On July 30, 2011, the Centers for Medicare & Medicaid (CMS) implemented its new Fraud Prevention System (FPS), which uses predictive analytics technology, similar to that utilized by credit card companies, to move away from the “pay and chase” model to instead detect aberrant or fraudulent billing patterns prior to payment of claims. According to CMS, by fiscal year 2013, CMS was able to take administrative action against 938 providers and suppliers using FPS, saving or preventing $210.7 million in payments.
In its recent report to Congress, CMS discussed how the FPS algorithms operate to detect patterns of fraud. The FPS, says CMS, screens all Medicare Part A and Part B claims prior to payment, running each claim against multiple models. FPS also analyzes other data to make predictions, including database with compromised physician and beneficiary identification numbers, the Fraud Investigation Database, that contains information on all investigations developed by CMS’s program integrity contractors, and complaints from the Medicare fraud tipster hotline. FPS then creates alerts as each model identifies claims and other data that suggest aberrant billing, further explained CMS in its report. These alerts are then consolidated on a provider and the FPS adds background information to provide context to the alerts. Finally, reports CMS, these leads are then prioritized by potential fraud risk in the system and law enforcement officials as well as Zone Program Integrity Contractors (ZPICs) further investigate the identified providers and suppliers. Medicare Administrative Contractors also have access to FPS data and can use that data to intervene promptly in cases of fraud or abuse and focus their review processes on particularly high risk areas.

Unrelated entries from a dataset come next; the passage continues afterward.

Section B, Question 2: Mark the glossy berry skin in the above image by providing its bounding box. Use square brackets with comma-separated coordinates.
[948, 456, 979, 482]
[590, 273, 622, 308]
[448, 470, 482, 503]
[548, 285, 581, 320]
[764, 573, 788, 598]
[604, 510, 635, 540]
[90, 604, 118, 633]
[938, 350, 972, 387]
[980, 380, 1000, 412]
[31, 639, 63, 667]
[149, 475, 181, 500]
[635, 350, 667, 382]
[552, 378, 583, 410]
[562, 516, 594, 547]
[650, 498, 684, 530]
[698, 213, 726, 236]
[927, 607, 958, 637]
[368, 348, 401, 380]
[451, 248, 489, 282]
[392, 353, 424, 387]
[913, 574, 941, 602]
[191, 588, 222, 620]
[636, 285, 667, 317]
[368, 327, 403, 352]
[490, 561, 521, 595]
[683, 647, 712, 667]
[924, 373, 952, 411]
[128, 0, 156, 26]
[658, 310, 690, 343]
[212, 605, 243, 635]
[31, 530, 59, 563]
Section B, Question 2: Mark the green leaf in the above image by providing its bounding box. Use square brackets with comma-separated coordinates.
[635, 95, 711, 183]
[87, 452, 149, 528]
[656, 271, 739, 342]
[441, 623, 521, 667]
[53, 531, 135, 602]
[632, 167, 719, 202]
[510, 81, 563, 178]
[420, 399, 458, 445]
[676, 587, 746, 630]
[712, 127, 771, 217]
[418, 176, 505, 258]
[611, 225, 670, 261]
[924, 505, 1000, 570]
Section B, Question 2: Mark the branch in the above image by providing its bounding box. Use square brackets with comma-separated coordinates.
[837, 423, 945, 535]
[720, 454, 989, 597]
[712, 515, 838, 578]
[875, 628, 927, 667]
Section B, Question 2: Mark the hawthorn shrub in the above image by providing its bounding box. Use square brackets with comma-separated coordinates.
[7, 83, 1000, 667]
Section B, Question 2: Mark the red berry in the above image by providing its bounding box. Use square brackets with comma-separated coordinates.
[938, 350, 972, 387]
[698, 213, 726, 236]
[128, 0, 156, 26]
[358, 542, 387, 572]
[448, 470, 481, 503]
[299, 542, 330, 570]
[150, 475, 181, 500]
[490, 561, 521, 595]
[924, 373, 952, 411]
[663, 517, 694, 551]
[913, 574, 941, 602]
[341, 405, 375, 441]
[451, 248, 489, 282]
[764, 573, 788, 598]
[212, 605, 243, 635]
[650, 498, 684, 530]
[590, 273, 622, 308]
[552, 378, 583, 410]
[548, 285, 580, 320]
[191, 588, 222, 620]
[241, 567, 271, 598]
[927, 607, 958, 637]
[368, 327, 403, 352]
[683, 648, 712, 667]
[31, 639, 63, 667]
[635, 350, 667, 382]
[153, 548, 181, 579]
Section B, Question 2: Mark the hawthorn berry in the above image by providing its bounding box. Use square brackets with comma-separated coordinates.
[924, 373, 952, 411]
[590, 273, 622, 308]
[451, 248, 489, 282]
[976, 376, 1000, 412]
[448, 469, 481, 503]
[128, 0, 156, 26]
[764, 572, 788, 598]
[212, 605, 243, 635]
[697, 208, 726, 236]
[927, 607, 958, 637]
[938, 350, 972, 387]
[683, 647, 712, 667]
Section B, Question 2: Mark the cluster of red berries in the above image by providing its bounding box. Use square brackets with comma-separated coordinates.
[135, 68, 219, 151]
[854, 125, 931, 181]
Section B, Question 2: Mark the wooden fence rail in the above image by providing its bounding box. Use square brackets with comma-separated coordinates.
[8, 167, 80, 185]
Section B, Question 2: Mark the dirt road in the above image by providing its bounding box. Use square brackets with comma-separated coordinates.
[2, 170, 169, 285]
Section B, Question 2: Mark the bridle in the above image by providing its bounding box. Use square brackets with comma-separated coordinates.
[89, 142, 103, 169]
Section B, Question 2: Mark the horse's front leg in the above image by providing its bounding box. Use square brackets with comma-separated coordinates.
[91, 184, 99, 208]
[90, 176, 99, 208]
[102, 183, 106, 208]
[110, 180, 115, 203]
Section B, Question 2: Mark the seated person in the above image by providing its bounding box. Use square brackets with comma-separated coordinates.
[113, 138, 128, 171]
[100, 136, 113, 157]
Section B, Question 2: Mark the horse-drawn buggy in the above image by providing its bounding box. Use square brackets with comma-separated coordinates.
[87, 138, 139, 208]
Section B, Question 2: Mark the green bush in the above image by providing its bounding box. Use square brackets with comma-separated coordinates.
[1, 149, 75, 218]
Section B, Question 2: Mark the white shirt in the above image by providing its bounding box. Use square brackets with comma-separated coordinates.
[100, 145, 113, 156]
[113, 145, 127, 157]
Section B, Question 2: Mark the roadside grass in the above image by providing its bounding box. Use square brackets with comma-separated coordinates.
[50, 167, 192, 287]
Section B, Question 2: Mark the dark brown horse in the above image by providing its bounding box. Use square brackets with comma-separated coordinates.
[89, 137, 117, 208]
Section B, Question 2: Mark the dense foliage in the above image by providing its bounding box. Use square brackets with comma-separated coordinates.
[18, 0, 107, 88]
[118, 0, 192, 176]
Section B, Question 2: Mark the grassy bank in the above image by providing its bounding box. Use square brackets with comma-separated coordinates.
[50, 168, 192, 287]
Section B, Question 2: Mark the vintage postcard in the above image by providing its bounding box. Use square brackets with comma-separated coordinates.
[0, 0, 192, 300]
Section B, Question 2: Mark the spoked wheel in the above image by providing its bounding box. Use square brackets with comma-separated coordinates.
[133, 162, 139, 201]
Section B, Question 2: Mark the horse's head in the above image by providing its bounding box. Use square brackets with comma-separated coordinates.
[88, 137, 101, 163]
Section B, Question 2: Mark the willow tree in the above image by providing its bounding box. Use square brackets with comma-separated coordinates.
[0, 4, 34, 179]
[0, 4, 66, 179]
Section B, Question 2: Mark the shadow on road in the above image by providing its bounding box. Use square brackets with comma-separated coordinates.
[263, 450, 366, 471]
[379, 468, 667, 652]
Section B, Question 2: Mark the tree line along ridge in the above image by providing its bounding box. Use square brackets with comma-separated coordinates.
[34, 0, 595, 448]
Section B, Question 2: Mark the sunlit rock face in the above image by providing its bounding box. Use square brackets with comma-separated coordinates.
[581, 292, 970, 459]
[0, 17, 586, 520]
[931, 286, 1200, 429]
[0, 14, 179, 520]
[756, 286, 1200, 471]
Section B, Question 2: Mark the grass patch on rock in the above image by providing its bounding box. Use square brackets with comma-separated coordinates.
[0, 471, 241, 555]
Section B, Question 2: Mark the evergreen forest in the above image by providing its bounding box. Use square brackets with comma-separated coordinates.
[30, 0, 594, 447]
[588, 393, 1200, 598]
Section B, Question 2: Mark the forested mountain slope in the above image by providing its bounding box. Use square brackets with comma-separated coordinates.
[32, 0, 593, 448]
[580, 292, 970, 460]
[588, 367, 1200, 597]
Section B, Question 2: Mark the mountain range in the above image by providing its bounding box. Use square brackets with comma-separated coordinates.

What kind of models does CMS use? CMS identified several analytical models to guide the FPS in its function:
- Rules-based model that uses rules to categorize potential cases of fraud, such as, for example, “billing for a Medicare identification number that was previously stolen and used improperly”
- Anomaly-based model that searches for abnormalities in relation to peer groups such as, for example, providers that “[bill] for more services in a single day than the number of services that 99% of similar providers bill in a single day”
- Predictive-based model that uses established fraud cases as a reference point such as, for example, “[providers] that [have] characteristics similar to those of known bad actors “
- Network Analysis-based model that uses associative link analysis to, for example, single out “[providers] that [are] linked to known bad actors through address or phone number”
The FPS is not static and, according to government officials, is constantly reviewed by experts from various fields (economics, statistics, programming) to determine its effectiveness and to make improvements where necessary, while identifying potential vulnerabilities in the system and trends of possible Medicare fraud and waste within the results it produces.